- Capitalism and Alternatives -

In a word: NO

Posted by: Stoller on October 25, 1999 at 18:58:58:

In Reply to: Is centralization necessary? posted by Chuck on October 25, 1999 at 11:17:45:

Stoller:
The idea that Marxist revolution shall spontaneously arise from the atomized members of the working class---or the trade unions---is sheer bunk. A vanguard is necessary to lead the revolution. To repudiate the idea of a revolutionary party is to repudiate the idea of revolution.

: I agree. Nikolai Bukharin rightly pointed out that if a class were inwardly unified, the formation of a party would be superfluous. My concern is that Lenin's concept of party organization (though it presupposes the fact - the actuality - of the revolution) leads to the eventual subordination of the proletarian movement to the central committee. As Rosa Luxemburg reminded us in 1904:


Let us speak plainly. Historically, the errors committed by a truly revolutionary movement are infinitely more fruitful than the infallibility of the cleverest Central Committee.
(Leninism or Marxism, p. 108, The University of Michigan Press, 1976)


Please let me make it plain that I am NOT advocating the methods employed by Lenin.
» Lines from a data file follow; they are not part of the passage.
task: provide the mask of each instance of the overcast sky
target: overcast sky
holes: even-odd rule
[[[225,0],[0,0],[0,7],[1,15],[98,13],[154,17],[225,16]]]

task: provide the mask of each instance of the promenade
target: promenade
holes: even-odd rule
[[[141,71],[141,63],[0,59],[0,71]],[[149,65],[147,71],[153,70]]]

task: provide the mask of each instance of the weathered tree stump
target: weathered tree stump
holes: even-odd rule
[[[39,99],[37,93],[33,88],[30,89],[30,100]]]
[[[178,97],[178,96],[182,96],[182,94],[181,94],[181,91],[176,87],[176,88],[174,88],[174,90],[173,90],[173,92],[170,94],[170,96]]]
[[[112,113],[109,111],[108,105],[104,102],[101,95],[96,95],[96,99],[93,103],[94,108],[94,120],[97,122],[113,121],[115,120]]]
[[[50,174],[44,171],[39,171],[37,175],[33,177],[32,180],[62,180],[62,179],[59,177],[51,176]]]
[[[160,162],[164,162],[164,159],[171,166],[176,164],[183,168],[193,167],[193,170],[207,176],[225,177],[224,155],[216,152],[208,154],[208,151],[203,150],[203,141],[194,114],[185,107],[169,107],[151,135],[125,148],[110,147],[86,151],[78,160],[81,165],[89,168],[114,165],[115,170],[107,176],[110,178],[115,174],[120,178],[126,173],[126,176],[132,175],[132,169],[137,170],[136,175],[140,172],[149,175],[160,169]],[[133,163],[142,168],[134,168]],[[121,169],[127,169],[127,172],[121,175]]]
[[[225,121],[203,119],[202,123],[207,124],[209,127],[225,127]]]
I live in America in 1999---not Tsarist Russia in 1905!

No party in America requires the absolute secrecy that he did.

No party in America requires the absolute discipline that he did.
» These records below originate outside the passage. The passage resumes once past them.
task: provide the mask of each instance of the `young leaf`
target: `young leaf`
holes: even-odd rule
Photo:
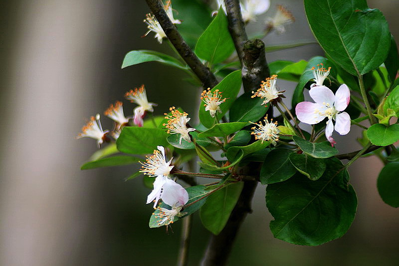
[[[399,124],[389,126],[375,124],[367,130],[367,137],[377,146],[388,146],[399,140]]]
[[[384,202],[393,207],[399,207],[399,162],[389,163],[378,176],[377,188]]]
[[[148,154],[152,153],[157,146],[169,146],[168,136],[160,128],[125,127],[116,141],[116,147],[125,153]]]
[[[131,65],[152,61],[159,62],[181,69],[188,69],[186,65],[175,57],[162,52],[150,50],[135,50],[129,52],[125,56],[122,64],[122,68],[124,68]]]
[[[299,173],[267,186],[266,206],[274,237],[296,245],[317,246],[340,238],[355,218],[357,198],[349,175],[336,158],[327,160],[318,180]]]
[[[120,155],[99,159],[96,161],[92,161],[84,164],[80,170],[86,170],[100,167],[107,167],[108,166],[117,166],[118,165],[126,165],[138,162],[140,159],[137,157],[129,156],[128,155]]]
[[[260,183],[263,185],[281,182],[288,179],[296,173],[290,161],[292,151],[288,149],[272,150],[266,156],[260,170]]]
[[[305,0],[305,9],[320,45],[351,74],[365,74],[387,58],[388,24],[381,11],[369,8],[365,0]]]
[[[243,186],[243,182],[232,184],[213,193],[201,208],[201,222],[213,235],[218,235],[224,228]]]
[[[219,105],[221,113],[216,113],[219,119],[224,115],[232,105],[241,88],[241,71],[237,70],[229,74],[212,89],[212,92],[218,89],[219,91],[222,92],[223,98],[227,98],[226,101]],[[202,125],[208,128],[213,126],[215,119],[210,116],[209,111],[205,111],[205,106],[202,104],[200,106],[199,116],[200,121]]]
[[[270,104],[267,107],[262,104],[260,97],[251,98],[252,92],[248,91],[239,96],[230,108],[230,122],[256,122],[263,117]]]
[[[211,65],[223,61],[233,50],[234,43],[227,28],[227,18],[220,7],[217,15],[198,39],[196,54]]]
[[[328,141],[314,143],[296,136],[293,136],[292,139],[304,153],[313,157],[329,158],[338,153],[337,149],[331,147]]]
[[[311,180],[317,180],[326,170],[324,159],[309,156],[307,154],[291,153],[290,161],[296,170]]]

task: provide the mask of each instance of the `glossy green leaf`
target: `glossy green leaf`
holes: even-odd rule
[[[214,235],[218,235],[224,228],[243,186],[243,182],[238,182],[213,193],[201,208],[201,222]]]
[[[225,137],[236,132],[245,126],[248,123],[243,122],[232,122],[216,124],[206,131],[198,134],[199,138],[206,137]]]
[[[125,56],[122,68],[137,65],[145,62],[156,61],[171,65],[178,68],[187,70],[188,67],[179,60],[162,52],[150,50],[135,50],[129,52]]]
[[[305,10],[319,43],[349,73],[365,74],[387,58],[388,24],[381,11],[369,8],[365,0],[305,0]]]
[[[86,170],[100,167],[107,167],[109,166],[117,166],[118,165],[126,165],[137,163],[140,159],[137,157],[129,156],[128,155],[119,155],[99,159],[96,161],[92,161],[84,163],[81,167],[80,170]]]
[[[252,95],[248,91],[237,98],[230,108],[230,122],[255,122],[265,115],[270,105],[265,106],[262,104],[262,99],[251,98]]]
[[[399,124],[387,126],[375,124],[367,130],[367,137],[377,146],[388,146],[399,140]]]
[[[206,187],[202,185],[195,186],[194,187],[190,187],[190,188],[187,188],[186,189],[186,190],[187,190],[187,192],[189,193],[189,201],[187,202],[187,203],[186,203],[186,205],[200,199],[201,197],[209,193],[209,191],[206,190]],[[182,209],[181,212],[183,213],[183,215],[181,217],[178,217],[177,216],[175,217],[173,222],[176,222],[182,218],[184,218],[184,217],[186,217],[186,216],[188,216],[189,215],[193,214],[195,212],[199,210],[200,208],[201,208],[202,205],[203,205],[203,204],[205,203],[206,200],[206,198],[204,198],[203,199],[199,200],[199,201],[193,204],[188,207]],[[170,206],[165,203],[164,203],[163,202],[161,204],[160,207],[161,208],[165,208],[169,210],[171,209]],[[153,213],[151,217],[150,218],[149,226],[150,228],[155,228],[162,226],[159,225],[158,222],[158,220],[159,220],[159,218],[157,218],[157,216],[159,213],[159,209],[158,209],[156,210],[154,213]]]
[[[227,98],[226,101],[219,105],[221,113],[216,113],[216,115],[219,119],[233,104],[241,88],[241,71],[237,70],[229,74],[212,89],[212,92],[218,89],[222,92],[223,98]],[[200,106],[199,116],[201,123],[207,128],[210,128],[215,124],[215,118],[210,116],[208,111],[205,111],[205,106],[202,104]]]
[[[326,170],[324,159],[314,158],[307,154],[291,153],[290,161],[296,170],[311,180],[318,180]]]
[[[125,153],[148,154],[152,153],[157,146],[168,146],[168,136],[160,128],[125,127],[116,141],[116,147]]]
[[[377,188],[384,202],[399,207],[399,162],[389,163],[378,176]]]
[[[290,161],[291,153],[292,151],[281,148],[268,153],[260,170],[260,182],[263,185],[281,182],[293,176],[296,169]]]
[[[336,158],[327,160],[318,180],[298,173],[267,186],[266,202],[274,218],[274,237],[296,245],[317,246],[340,238],[355,218],[357,198],[349,175]]]
[[[292,139],[304,153],[313,157],[329,158],[338,153],[337,149],[331,147],[331,144],[328,141],[314,143],[297,136],[293,136]]]
[[[195,52],[199,57],[212,65],[228,57],[234,48],[227,28],[227,18],[220,8],[217,15],[198,39]]]

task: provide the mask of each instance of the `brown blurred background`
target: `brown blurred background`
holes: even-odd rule
[[[399,1],[368,2],[382,10],[398,42]],[[272,16],[277,3],[297,20],[285,33],[268,35],[267,45],[313,40],[302,1],[272,0],[264,17]],[[155,114],[172,105],[195,111],[197,89],[180,70],[157,63],[120,69],[131,50],[172,54],[152,33],[141,37],[149,11],[144,0],[137,0],[2,1],[0,265],[175,264],[181,223],[169,233],[164,228],[150,230],[152,206],[145,204],[149,190],[140,178],[124,181],[135,169],[81,171],[80,166],[96,150],[95,142],[74,139],[84,119],[102,113],[142,83],[149,99],[159,104]],[[248,30],[261,28],[263,20]],[[310,45],[270,53],[267,59],[296,61],[323,54],[318,45]],[[295,86],[280,85],[288,91]],[[125,101],[125,113],[131,114],[133,107]],[[111,127],[109,120],[102,120],[104,127]],[[353,128],[347,136],[337,137],[340,152],[358,149],[360,133]],[[359,202],[355,222],[343,238],[317,247],[273,238],[265,188],[259,185],[253,213],[239,232],[229,265],[397,265],[399,212],[378,195],[382,166],[377,159],[367,158],[351,167]],[[190,265],[198,264],[209,237],[198,214],[194,226]]]

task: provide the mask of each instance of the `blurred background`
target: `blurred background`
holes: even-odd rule
[[[210,12],[189,13],[184,8],[188,0],[175,1],[179,12],[175,17],[197,21],[191,30],[200,33]],[[399,1],[368,2],[386,16],[398,42]],[[296,21],[285,33],[268,35],[267,45],[314,39],[299,0],[272,0],[269,11],[249,25],[248,31],[261,29],[277,4],[285,5]],[[159,104],[156,115],[173,105],[195,113],[198,88],[185,81],[188,76],[180,70],[155,62],[121,69],[131,50],[173,54],[166,42],[159,44],[152,33],[141,37],[147,30],[142,20],[149,12],[145,1],[15,0],[0,4],[4,135],[0,141],[0,265],[174,265],[181,223],[169,232],[164,227],[150,230],[153,210],[145,205],[150,190],[141,178],[124,181],[136,168],[81,171],[97,147],[93,140],[74,139],[85,119],[102,113],[110,103],[123,100],[125,92],[143,83],[150,101]],[[179,28],[187,31],[184,21]],[[188,38],[195,41],[195,35]],[[297,61],[323,54],[312,44],[267,57],[269,62]],[[295,85],[279,85],[287,92]],[[124,102],[125,114],[131,114],[134,106]],[[111,128],[110,120],[102,120],[104,127]],[[340,152],[359,147],[355,139],[360,131],[353,129],[348,136],[337,137]],[[344,237],[320,247],[274,239],[265,188],[258,186],[253,213],[239,231],[229,265],[397,265],[399,212],[378,195],[376,178],[382,167],[372,157],[351,167],[359,198],[355,222]],[[198,265],[209,237],[196,214],[190,265]]]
This is not a police state where one member's loose tongue gets 50 people killed.

In short, conditions are far superior now, in this country, for the organization of a mass working class party then they were in Tsarist Russia.
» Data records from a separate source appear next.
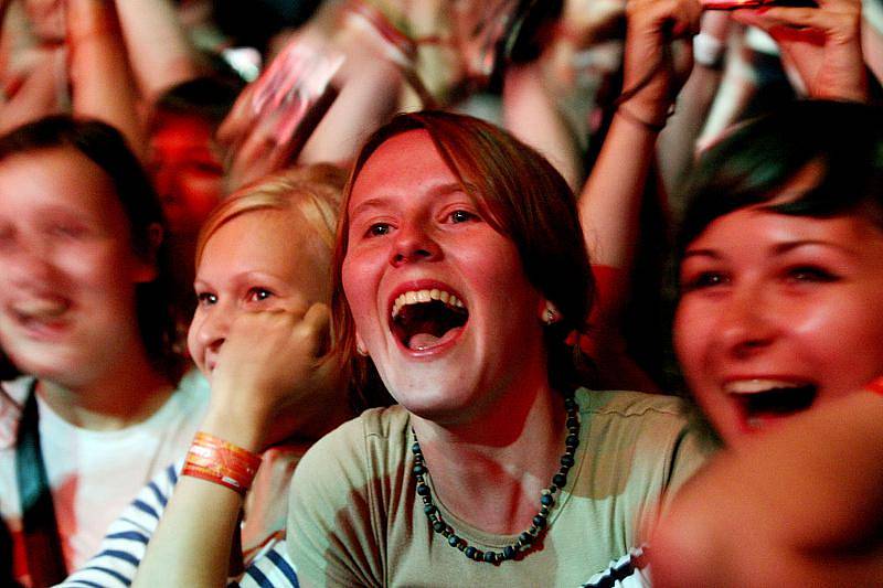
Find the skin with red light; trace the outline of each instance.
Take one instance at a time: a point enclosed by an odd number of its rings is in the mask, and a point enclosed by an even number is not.
[[[812,185],[808,168],[780,200]],[[779,200],[773,201],[778,202]],[[769,426],[749,423],[735,382],[818,387],[813,406],[883,371],[883,231],[868,211],[830,218],[741,209],[690,244],[674,339],[688,384],[727,445]]]
[[[196,271],[199,304],[188,348],[212,384],[212,406],[219,410],[210,413],[236,423],[236,430],[222,437],[253,449],[294,430],[305,432],[311,413],[304,394],[337,396],[342,389],[327,370],[313,372],[330,292],[326,274],[318,270],[320,247],[304,223],[290,211],[232,218],[208,240]],[[287,415],[289,404],[300,409]],[[315,404],[327,411],[323,403]],[[248,411],[259,415],[243,419]],[[325,419],[318,420],[323,426]]]
[[[162,114],[150,136],[149,171],[173,234],[195,234],[223,195],[223,168],[212,126]]]
[[[554,473],[564,415],[546,375],[545,302],[480,209],[426,131],[387,139],[353,184],[342,281],[360,346],[411,413],[438,495],[480,528],[514,533]],[[391,310],[424,288],[447,289],[469,316],[412,350]],[[500,509],[480,507],[489,494]]]
[[[156,268],[132,249],[113,190],[73,148],[0,162],[0,344],[87,428],[137,421],[171,392],[136,319],[136,285]]]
All I was saying was---simply, I thought: To repudiate the idea of a revolutionary party is to repudiate the idea of revolution.

I believe Engels quote substantiates that.

BTW, Luxemburg also said, from the same piece:


We must not forget that the revolution which will soon break out in Russia is not a proletarian but a bourgeois revolution, which will greatly change the conditions of the Social Democratic struggle.
('Organizational Questions of Russian Social Democracy' [as she titled the article], Selected Political Writings [1904], Monthly Review Press 1968, p. 302.)


And, in another article that criticizes Lenin:


Freedom is always and exclusively freedom for the one who thinks differently.
('The Russian Revolution' [1918], Rosa Luxemburg Speaks Pathfinder 1970, p. 389.)


Which libertarians would agree makes for a lovely bumpersticker! But Luxemburg's quest for populist consensus neglects the paramount issue freedom to or freedom from:



And the abolition of [wage labor] is called by the bourgeois, abolition of individuality and freedom! And rightly so. The abolition of bourgeois individuality, bourgeois independence, and bourgeois freedom is undoubtably aimed at.
(Marx & Engels, The Communist Manifesto [1848], International 1948, p. 24.)


Now, to answer your title question, Is centralization necessary?

No.

Only a party that will assume leadership once the people are prepared to claim their birthright is necessary.

I favor a democratic vanguard prepared to assume job rotation within its ranks---and, after the working class is prepared to run their state, outside its ranks.

Or, to put it another way, I was praising Lenin's general interpretations of Marxism, not his <>specific actions within the context of Tsarist Russia.